Open Core is a business model where a company drives creates an open-source software project around a specific competency and then offers the software as free open-source to the community, but also offers a second track or version commercially for a fee of the core software that is fully supported and has more features.
The Open Core approach became popular starting in 2008. The advantage of Open Core is that because it is based on open source, the project is able to build a community quickly that can help test, provide feedback, and create name recognition for the company very quickly. The only cost to users that try the community Open-Core software is their time.
Open Core software has enabled a number of projects to achieve rapid success. But problems often happen once the project achieves recognition. Its free availability of it makes it easy to adopt commercially by others without providing any or only small amounts of money to the developing company.
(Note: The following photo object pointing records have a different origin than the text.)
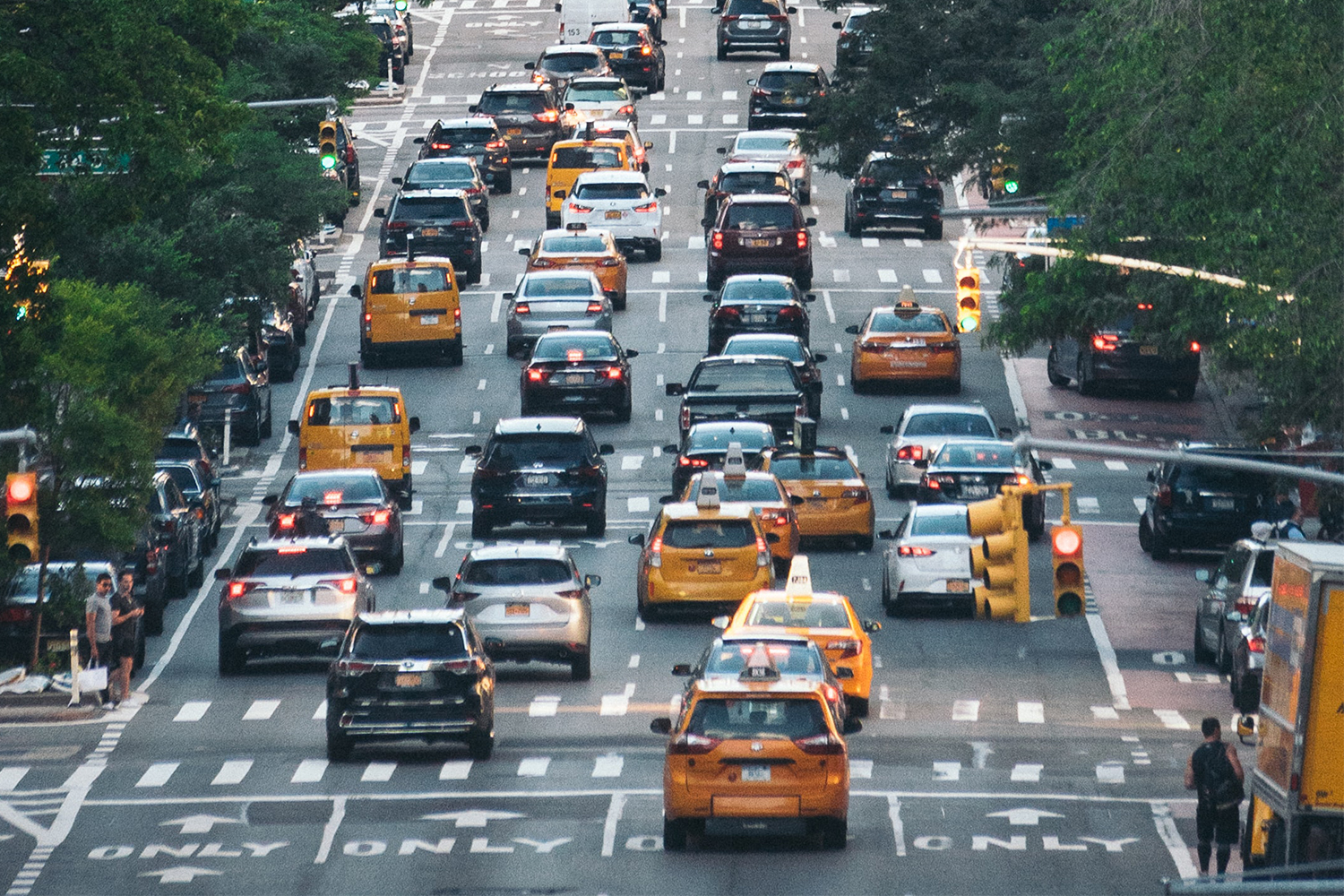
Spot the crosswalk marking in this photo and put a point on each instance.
(193, 711)
(261, 710)
(158, 774)
(534, 767)
(607, 766)
(965, 711)
(1031, 712)
(233, 771)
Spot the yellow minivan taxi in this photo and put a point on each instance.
(358, 426)
(409, 306)
(573, 158)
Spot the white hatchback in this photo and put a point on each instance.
(620, 202)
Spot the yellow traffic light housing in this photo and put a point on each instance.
(968, 300)
(21, 498)
(1066, 548)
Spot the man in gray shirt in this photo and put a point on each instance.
(99, 622)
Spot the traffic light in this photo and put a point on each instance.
(327, 152)
(999, 560)
(968, 300)
(21, 498)
(1066, 548)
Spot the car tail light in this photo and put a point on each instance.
(691, 745)
(824, 745)
(847, 646)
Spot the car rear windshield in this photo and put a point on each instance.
(884, 323)
(355, 489)
(409, 641)
(409, 280)
(612, 191)
(574, 349)
(586, 158)
(292, 562)
(754, 182)
(814, 468)
(758, 719)
(745, 378)
(430, 209)
(530, 449)
(949, 425)
(789, 659)
(503, 104)
(354, 410)
(709, 533)
(518, 571)
(747, 217)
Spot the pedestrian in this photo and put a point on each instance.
(99, 629)
(125, 610)
(1215, 772)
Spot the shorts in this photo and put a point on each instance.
(1220, 825)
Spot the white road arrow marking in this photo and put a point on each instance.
(472, 817)
(1024, 815)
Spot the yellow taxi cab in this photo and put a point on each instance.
(906, 341)
(409, 306)
(836, 501)
(768, 497)
(570, 159)
(824, 616)
(582, 249)
(358, 426)
(702, 554)
(761, 747)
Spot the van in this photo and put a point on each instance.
(409, 306)
(573, 158)
(578, 16)
(358, 426)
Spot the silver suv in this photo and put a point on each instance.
(288, 598)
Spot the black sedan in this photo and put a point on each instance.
(577, 370)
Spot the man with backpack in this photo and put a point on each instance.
(1215, 772)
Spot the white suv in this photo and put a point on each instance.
(620, 202)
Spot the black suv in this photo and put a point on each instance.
(440, 222)
(753, 26)
(890, 191)
(539, 469)
(410, 673)
(757, 304)
(527, 115)
(478, 137)
(1203, 506)
(785, 96)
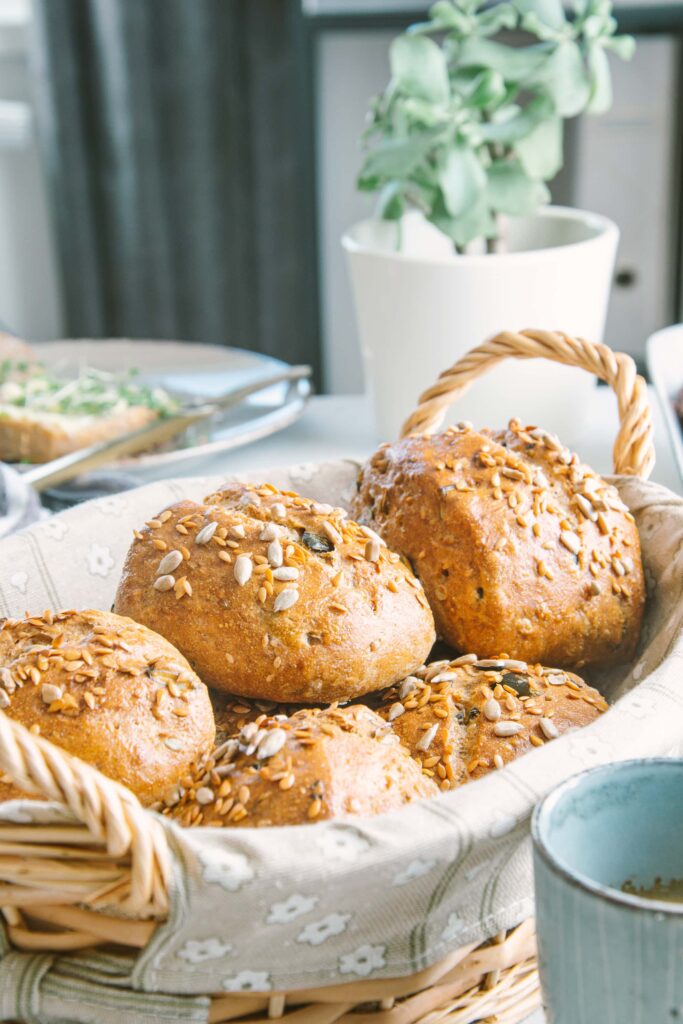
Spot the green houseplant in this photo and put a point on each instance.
(470, 128)
(459, 150)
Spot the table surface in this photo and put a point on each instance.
(339, 426)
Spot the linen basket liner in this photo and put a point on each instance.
(295, 907)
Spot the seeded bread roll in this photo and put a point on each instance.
(461, 719)
(519, 547)
(231, 713)
(271, 596)
(109, 691)
(314, 765)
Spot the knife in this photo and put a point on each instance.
(68, 466)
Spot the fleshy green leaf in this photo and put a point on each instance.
(487, 89)
(519, 125)
(498, 17)
(564, 78)
(443, 16)
(510, 189)
(601, 84)
(391, 204)
(418, 68)
(423, 113)
(462, 179)
(396, 158)
(541, 152)
(476, 222)
(515, 64)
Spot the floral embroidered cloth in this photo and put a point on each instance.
(295, 907)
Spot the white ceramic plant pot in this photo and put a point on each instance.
(420, 306)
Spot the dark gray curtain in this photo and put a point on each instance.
(175, 135)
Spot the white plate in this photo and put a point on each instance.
(665, 363)
(188, 370)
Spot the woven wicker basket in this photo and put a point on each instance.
(54, 880)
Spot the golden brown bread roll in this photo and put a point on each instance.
(109, 691)
(463, 718)
(315, 764)
(231, 713)
(269, 595)
(519, 547)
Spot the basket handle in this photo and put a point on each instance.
(112, 813)
(633, 453)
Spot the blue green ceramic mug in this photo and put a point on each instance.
(608, 955)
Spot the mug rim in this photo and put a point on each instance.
(577, 879)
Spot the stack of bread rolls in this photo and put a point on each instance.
(299, 637)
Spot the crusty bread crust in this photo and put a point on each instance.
(28, 439)
(314, 765)
(519, 547)
(109, 691)
(271, 596)
(461, 721)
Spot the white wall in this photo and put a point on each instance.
(350, 68)
(621, 165)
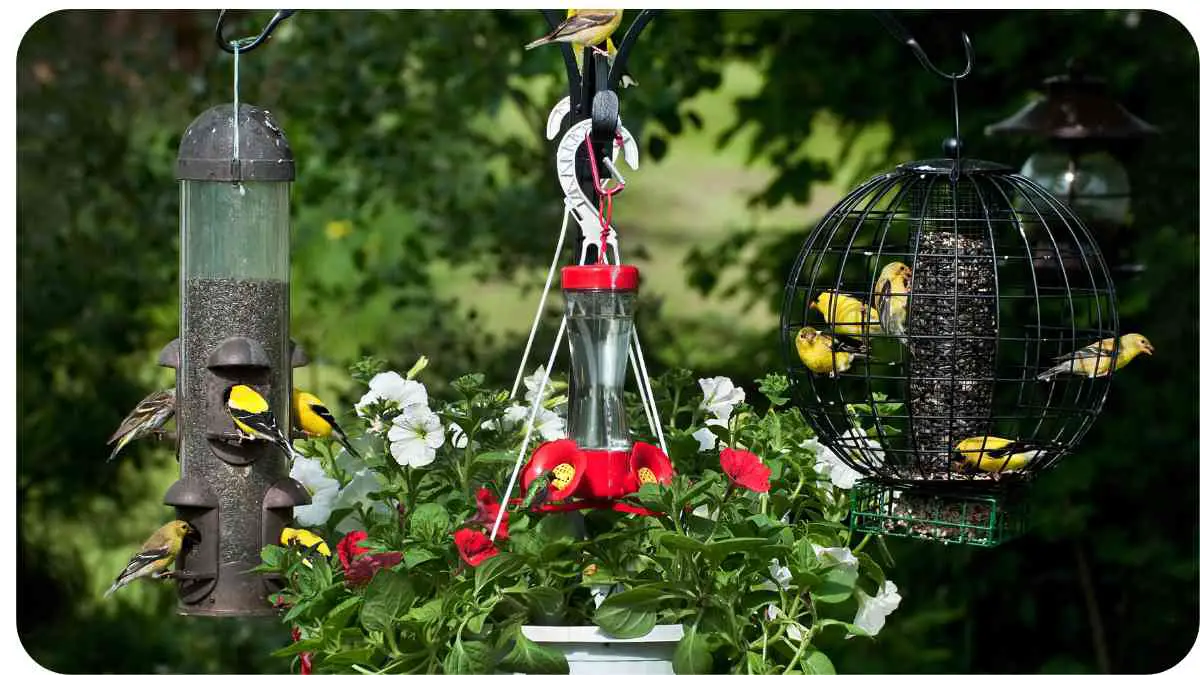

Cloud vendors in particular became notorious re-packagers of open source, hosting it, and then reselling it as a solution with providing little or no compensation to the original developers.
Or Weis, CEO of permit.io, wrote for TheNewStack that ” times have changed. Previously it could take years for a [software] project to gain significant traction. This allowed businesses that relied on an open core model to create a project, nurture it, and only then find the correct approach to start a commercial offering on top. Things move much faster these days. Trying to do this now, there’s a good chance you’ll end up racing against your own open source offering, or that someone will build an offering on top of your project faster. Leaving you with only the leftovers of the meal you cooked.”
Weis proposes ‘Open Foundation’ as a better way than ‘Open Core’. Open Foundation software is managed as an Open Source project, but the key component is that it doesn’t give away the core competence of the business. That makes sense, but successfully executing that approach may be easier said than done.